This is a nice quote, but every time I saw it being shared in social media or quoted in blogs it rang an alarm bell: not because the sentiment is untrue, nor because the language was of the kind that the Buddha wouldn’t have used, but simply because in many years of reading the Pali canon and various Mahayana sutras I’d never seen it in a primary source, nor had I seen it come with a scriptural citation.
I was very grateful to have a commenter suggest that it might come from one of the works of Nichiren Daishonin, but I wasn’t able to track down the reference he gave me. However with a little searching I was able to locate the original in a passage known as “The Three Virtues of Food,” which is a fragment of a letter, written by Nichiren, possibly in 1278:
If one gives food to others, one will improve one’s own lot, just as, for example, if one lights a fire for others, one will brighten one’s own way.
This is a different translation but it’s from the same original.
Nichiren’s followers regard him as a Buddha, but when a quote is attributed to the Buddha then it’s Shakyamuni Buddha (Siddhartha Gautama) that is meant, and these are not the words of the founder of Buddhism.
Again, this isn’t to question the spiritual validity of the quote. I just want to straighten out false attributions.

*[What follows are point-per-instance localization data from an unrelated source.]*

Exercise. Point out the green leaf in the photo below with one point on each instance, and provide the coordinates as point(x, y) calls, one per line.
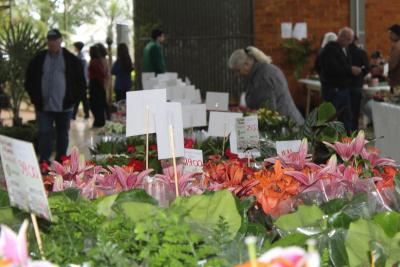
point(337, 249)
point(4, 200)
point(135, 195)
point(206, 210)
point(379, 254)
point(326, 112)
point(295, 239)
point(340, 220)
point(104, 205)
point(137, 211)
point(333, 206)
point(389, 221)
point(305, 216)
point(71, 193)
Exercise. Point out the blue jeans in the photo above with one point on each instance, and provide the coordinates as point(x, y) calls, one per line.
point(341, 99)
point(46, 121)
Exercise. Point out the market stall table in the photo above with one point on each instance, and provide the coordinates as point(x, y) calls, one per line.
point(315, 86)
point(386, 118)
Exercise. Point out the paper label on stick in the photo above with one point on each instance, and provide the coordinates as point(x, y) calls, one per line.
point(139, 104)
point(194, 115)
point(221, 124)
point(193, 161)
point(217, 101)
point(166, 115)
point(23, 177)
point(287, 146)
point(246, 140)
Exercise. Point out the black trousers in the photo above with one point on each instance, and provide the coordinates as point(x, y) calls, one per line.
point(85, 103)
point(98, 102)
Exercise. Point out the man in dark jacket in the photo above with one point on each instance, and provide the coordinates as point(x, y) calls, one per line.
point(55, 81)
point(153, 55)
point(336, 75)
point(359, 58)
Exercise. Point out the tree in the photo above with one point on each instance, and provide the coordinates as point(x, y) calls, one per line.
point(18, 43)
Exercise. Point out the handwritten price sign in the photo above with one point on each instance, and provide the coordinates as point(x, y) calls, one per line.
point(247, 134)
point(193, 161)
point(24, 180)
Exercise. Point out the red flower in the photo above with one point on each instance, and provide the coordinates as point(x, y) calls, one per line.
point(189, 143)
point(137, 165)
point(64, 158)
point(230, 155)
point(153, 147)
point(131, 149)
point(44, 167)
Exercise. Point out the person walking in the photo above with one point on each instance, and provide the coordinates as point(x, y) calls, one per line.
point(153, 55)
point(55, 82)
point(394, 59)
point(78, 49)
point(97, 92)
point(336, 73)
point(122, 69)
point(265, 83)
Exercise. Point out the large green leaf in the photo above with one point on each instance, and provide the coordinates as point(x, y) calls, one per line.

The most common use of a lamp metaphor in the Pali canon is not actually something said by the Buddha, but something said to the Buddha by many who had come to talk with him. Having learned from their exchanges, these learners would exclaim, in a stock phrase,
Magnificent, lord! Magnificent! Just as if he were to place upright what was overturned, to reveal what was hidden, to show the way to one who was lost, or to carry a lamp into the dark so that those with eyes could see forms, in the same way has the Blessed One — through many lines of reasoning — made the Dhamma clear.

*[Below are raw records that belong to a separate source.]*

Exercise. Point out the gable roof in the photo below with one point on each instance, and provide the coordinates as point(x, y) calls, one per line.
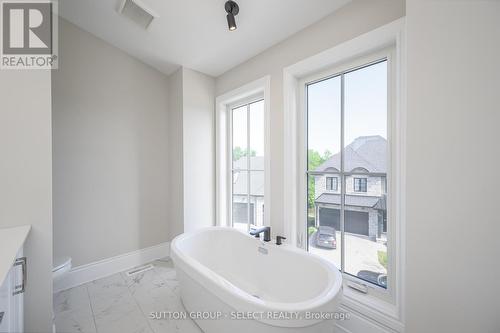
point(366, 152)
point(240, 180)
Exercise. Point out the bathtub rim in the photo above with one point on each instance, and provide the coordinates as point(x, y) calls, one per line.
point(190, 265)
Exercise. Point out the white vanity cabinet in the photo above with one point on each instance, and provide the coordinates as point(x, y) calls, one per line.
point(13, 275)
point(11, 297)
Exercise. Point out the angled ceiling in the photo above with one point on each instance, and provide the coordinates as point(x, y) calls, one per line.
point(194, 33)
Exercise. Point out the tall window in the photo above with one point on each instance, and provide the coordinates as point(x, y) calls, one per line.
point(347, 121)
point(360, 184)
point(247, 141)
point(332, 183)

Nichiren’s saying is a nice reminder that when we shine our own lamp of knowledge, as the Buddha did, it illuminates the way for others as well.

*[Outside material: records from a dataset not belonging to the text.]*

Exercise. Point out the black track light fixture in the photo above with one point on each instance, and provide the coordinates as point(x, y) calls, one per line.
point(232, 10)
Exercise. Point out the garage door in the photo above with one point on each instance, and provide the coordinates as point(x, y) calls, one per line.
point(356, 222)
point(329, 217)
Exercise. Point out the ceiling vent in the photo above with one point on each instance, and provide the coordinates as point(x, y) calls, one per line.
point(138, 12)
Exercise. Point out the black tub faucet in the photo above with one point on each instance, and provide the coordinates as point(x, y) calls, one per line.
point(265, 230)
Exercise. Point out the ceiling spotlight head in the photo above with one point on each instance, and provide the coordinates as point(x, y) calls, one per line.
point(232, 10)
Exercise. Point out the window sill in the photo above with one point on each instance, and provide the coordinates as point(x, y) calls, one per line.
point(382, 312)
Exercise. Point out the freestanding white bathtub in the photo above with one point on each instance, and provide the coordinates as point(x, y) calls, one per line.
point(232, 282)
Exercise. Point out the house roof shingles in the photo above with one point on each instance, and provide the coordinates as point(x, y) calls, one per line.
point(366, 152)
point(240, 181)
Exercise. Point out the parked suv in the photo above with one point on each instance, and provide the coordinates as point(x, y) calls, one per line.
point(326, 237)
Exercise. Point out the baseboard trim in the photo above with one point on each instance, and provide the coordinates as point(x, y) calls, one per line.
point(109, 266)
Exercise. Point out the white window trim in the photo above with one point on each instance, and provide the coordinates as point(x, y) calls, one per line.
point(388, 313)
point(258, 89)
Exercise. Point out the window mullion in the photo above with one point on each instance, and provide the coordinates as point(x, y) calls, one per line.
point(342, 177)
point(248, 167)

One of the loveliest statements of mutual benefit that I’ve seen is from the Sedaka Sutta, and although there’s no mention of lamps I’d like to share it with you:
“I will look after myself,”
so should you, monks, practice the establishment of mindfulness.
You should (also) practice the establishment of mindfulness (by saying)
“I will look after others.”
Looking after oneself, one looks after others.
Looking after others, one looks after oneself.